Das Parlamentarische Patenschafts Programm (kurz PPP) ist ein Austausch organisiert vom deutschen Bundestag. Dabei werden die Schüler als „Botschafter“ in die USA geschickt. Dort wird es ihre Aufgabe sein, die deutsche Kultur den Amerikanern näher zu bringen. Das Ganze wird durch ein Vollstipendium finanziert. Doch bis in die USA ist es ein weiter Weg.

Denn:

Zuerst muss die schriftliche Bewerbung per Post eingereicht werden. Danach bekommt man ziemlich schnell eine Einladung zu einem Auswahlgespräch. Ich hatte meins am 19. November. Dort mussten wir zuerst einen Test über Deutschland schreiben. Die Fragen gingen über alle Bereiche weg, wie zum Beispiel über die Anzahl der Bundesländer bis zu einzelnen Politikern. Danch wurde ein Englisch Test geschrieben. Bei diesem wurde das Hör- und Leseverstehen getestet. Nach dem Test fingen wir mit Diskussionsrunden an. Mein Tipp, bringt euch so gut wie möglich ein und diskutiert einfach mit. Der Tag endete mit Einzelgesprächen.

Nach dem Auswahltag wählten die Betreuer 3 der Bewerber aus. Diese werden  dem Bundestagsabgeordneten des Wahlkreises vorgelegt. Dieser entscheidet welcher der drei übrigen Bewerber nun in die USA gehen darf. Doch auch wenn man das Stipendium hat ist es noch nicht vorbei. Man muss eine Online-Bewerbung ausfüllen, welche einen Brief beinhaltet, der an die Gastfamilien gerichtet ist. Anhand dieser Unterlagen suchen sich die Gastfamilien ihre Gastschüler aus. Das kann bis vor dem Abflug im August oder September dauern.
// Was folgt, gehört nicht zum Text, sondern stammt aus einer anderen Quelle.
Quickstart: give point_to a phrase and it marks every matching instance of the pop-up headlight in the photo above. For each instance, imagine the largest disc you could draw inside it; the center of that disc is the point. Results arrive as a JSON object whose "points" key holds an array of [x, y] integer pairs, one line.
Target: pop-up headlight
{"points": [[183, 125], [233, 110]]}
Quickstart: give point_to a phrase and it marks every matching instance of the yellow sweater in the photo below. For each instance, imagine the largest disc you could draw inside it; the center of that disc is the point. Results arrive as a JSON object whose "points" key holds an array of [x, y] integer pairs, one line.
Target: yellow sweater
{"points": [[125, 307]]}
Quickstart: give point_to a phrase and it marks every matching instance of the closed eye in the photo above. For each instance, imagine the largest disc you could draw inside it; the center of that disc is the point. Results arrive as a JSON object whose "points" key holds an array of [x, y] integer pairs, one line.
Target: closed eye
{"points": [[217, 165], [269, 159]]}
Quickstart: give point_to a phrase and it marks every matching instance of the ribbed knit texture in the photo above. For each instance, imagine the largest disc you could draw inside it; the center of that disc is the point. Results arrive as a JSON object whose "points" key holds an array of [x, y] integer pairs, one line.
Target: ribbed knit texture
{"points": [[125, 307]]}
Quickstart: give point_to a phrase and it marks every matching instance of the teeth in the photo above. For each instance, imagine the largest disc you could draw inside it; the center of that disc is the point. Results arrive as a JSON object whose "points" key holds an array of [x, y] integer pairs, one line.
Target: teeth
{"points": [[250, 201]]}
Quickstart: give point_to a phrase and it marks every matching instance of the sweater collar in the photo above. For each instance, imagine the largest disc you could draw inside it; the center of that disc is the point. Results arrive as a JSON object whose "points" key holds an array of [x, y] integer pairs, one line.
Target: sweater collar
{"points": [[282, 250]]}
Nachdem man dann ausgewählt wurde (kann bis Ende Januar- Mitte Februar dauern) kam die Einladung zur Vorbereitungswoche. Diese fand bei mir erstmalig in Berlin statt, doch Zeit zum Sightseeing blieb nicht, denn das Programm dauerte bis 20 Uhr (wir hatten zwar Pausen, die waren aber nicht lang genug). Doch während dieser Woche lernt man viele nette Leute kennen und trifft diese am Ende des Auslandjahres in Washington D.C. wieder.